E do jeito que as coisas andaram corridas pra mim nos últimos dias do ano, acabei por me incluir entre elas. Andei, sim, e ainda ando descacetada da cabeça. Me atolei em atividades, mesmo sabendo que não ia dar conta, mas preferi arriscar. Resultado: cheguei ao final do ano com problemas na coluna, uma sinusite aguda em pleno início de verão e até um pico de pressão alta me pegou de surpresa. Se tanta costura, como costumam dizer, já me deixariam naturalmente descacetada da cabeça, imagine com esse monte de doença sintomatizada junta. Cruz credo! Isso descaceta a cabeça de qualquer indivíduo física e mentalmente são.

Cheguei ao fim de dezembro com aquela sensação comum a todo ser humano: querendo que o ano terminasse logo para renovar as energias e as esperanças. Parece piegas? É, parece, mas é assim que todo mundo se sente. Cansado.
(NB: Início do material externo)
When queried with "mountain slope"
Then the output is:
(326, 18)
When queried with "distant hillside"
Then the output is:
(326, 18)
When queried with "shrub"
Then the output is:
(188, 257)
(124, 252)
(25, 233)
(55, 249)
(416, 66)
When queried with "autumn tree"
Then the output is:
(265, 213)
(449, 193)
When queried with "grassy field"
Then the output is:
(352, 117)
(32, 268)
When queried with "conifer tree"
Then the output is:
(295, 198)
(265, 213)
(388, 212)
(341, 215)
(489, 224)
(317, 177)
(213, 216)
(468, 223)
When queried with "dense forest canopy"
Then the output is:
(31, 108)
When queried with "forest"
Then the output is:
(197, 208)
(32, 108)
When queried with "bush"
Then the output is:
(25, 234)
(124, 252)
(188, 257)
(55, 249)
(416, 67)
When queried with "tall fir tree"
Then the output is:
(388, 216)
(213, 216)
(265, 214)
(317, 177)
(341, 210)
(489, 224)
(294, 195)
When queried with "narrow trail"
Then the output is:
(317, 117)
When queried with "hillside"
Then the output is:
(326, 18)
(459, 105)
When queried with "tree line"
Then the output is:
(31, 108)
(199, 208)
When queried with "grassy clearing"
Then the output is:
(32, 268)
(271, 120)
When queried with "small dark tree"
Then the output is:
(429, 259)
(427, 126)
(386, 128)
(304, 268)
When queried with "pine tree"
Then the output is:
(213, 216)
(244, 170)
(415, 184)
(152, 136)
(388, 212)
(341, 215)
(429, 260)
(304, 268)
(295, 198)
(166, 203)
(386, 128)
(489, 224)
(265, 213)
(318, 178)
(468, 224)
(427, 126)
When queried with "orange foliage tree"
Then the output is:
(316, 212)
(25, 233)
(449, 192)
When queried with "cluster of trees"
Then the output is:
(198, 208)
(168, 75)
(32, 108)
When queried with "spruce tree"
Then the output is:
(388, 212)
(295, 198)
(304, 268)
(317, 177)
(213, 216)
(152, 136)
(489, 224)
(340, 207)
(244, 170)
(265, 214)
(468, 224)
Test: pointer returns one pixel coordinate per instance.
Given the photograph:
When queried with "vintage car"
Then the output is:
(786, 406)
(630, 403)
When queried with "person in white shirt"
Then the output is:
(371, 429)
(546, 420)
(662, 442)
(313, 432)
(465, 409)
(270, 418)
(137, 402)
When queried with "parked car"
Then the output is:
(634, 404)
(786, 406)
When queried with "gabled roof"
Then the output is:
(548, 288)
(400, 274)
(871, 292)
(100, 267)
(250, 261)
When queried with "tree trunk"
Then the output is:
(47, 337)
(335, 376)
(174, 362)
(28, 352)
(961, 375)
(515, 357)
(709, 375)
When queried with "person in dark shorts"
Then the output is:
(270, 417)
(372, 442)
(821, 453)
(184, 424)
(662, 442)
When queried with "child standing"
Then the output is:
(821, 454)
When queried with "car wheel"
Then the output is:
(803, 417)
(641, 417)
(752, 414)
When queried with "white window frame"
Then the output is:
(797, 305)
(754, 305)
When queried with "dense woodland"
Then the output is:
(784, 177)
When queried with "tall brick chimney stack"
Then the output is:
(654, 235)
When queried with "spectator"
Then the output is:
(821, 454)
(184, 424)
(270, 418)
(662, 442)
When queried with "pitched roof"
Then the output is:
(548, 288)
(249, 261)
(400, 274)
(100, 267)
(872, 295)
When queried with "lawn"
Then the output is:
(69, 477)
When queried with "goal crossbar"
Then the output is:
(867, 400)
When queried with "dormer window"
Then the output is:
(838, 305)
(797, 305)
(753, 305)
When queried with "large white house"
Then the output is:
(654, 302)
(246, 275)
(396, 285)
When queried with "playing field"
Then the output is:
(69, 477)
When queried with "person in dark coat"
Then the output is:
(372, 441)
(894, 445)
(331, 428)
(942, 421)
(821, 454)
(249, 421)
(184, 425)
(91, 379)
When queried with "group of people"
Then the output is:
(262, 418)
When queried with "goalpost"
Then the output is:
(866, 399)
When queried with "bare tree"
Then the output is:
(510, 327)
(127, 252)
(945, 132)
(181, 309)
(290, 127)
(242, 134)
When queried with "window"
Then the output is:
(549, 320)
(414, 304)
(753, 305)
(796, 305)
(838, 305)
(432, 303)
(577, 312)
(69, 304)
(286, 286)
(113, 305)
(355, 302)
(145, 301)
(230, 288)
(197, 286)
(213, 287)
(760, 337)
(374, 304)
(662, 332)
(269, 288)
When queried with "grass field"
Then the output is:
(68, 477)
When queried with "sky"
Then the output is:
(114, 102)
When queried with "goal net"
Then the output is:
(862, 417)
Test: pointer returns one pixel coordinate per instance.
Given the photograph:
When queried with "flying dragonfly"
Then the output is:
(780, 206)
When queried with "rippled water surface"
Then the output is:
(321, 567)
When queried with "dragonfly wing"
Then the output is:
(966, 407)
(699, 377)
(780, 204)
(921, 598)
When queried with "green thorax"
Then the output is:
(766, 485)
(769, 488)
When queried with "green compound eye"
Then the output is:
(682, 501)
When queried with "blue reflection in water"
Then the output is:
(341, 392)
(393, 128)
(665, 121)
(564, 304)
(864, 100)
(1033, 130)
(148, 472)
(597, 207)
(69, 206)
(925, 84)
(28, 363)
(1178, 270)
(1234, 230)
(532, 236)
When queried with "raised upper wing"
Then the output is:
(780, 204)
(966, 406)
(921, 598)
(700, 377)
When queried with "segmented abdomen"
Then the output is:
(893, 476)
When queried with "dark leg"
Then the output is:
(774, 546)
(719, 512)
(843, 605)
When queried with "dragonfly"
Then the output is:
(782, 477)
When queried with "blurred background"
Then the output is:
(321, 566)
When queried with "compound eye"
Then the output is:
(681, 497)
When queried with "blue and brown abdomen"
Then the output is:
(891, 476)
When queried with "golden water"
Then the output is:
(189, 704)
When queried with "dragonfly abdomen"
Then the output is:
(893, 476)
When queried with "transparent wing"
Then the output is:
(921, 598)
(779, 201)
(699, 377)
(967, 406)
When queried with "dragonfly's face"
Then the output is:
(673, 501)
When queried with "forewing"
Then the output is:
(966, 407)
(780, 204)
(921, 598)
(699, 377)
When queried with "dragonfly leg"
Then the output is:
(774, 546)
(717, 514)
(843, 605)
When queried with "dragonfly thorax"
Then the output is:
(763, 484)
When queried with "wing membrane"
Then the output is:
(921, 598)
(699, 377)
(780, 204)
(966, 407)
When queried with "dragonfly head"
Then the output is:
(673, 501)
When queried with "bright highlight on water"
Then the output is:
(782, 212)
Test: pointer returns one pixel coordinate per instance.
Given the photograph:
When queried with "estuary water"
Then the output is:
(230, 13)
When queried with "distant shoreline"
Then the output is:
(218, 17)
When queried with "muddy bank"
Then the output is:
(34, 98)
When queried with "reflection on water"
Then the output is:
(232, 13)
Do trabalho, da faculdade, dos amigos, dos pouco afetos, dos maridos, das esposas, do chefe, da mãe, do vizinho, do carro velho, dos (des)governos, da falta de grana que está ali, doendo no bolso, ano após ano. “Espero que mude no ano que vem”, torcemos, num processo natural de auto-motivação para fugir do descacetamento de cabeça que nos acomete no décimo segundo mês.

Enfim, o ano terminou, me liberei dos inúmeros compromissos de trabalho, festas de confraternização entre amigos, colegas e família, desde as mais leves e descompromissadas às chatíssimas. Nos momentos finais tive o Réveillon que precisava. Cercada de amor, de amizade, que me proporcionaram momentos de paz, sossego, pouca gente, sem aquela musiquinha infernal nos ouvidos (“Adeus ano veelhooo!”) e um monte de gente em volta dando banho de champanhe em todo mundo. Valeu. Foi um encontro perfeito para descacetar a cabeça, pelo menos para iniciar o novo ano mais leve, com o HD reorganizado.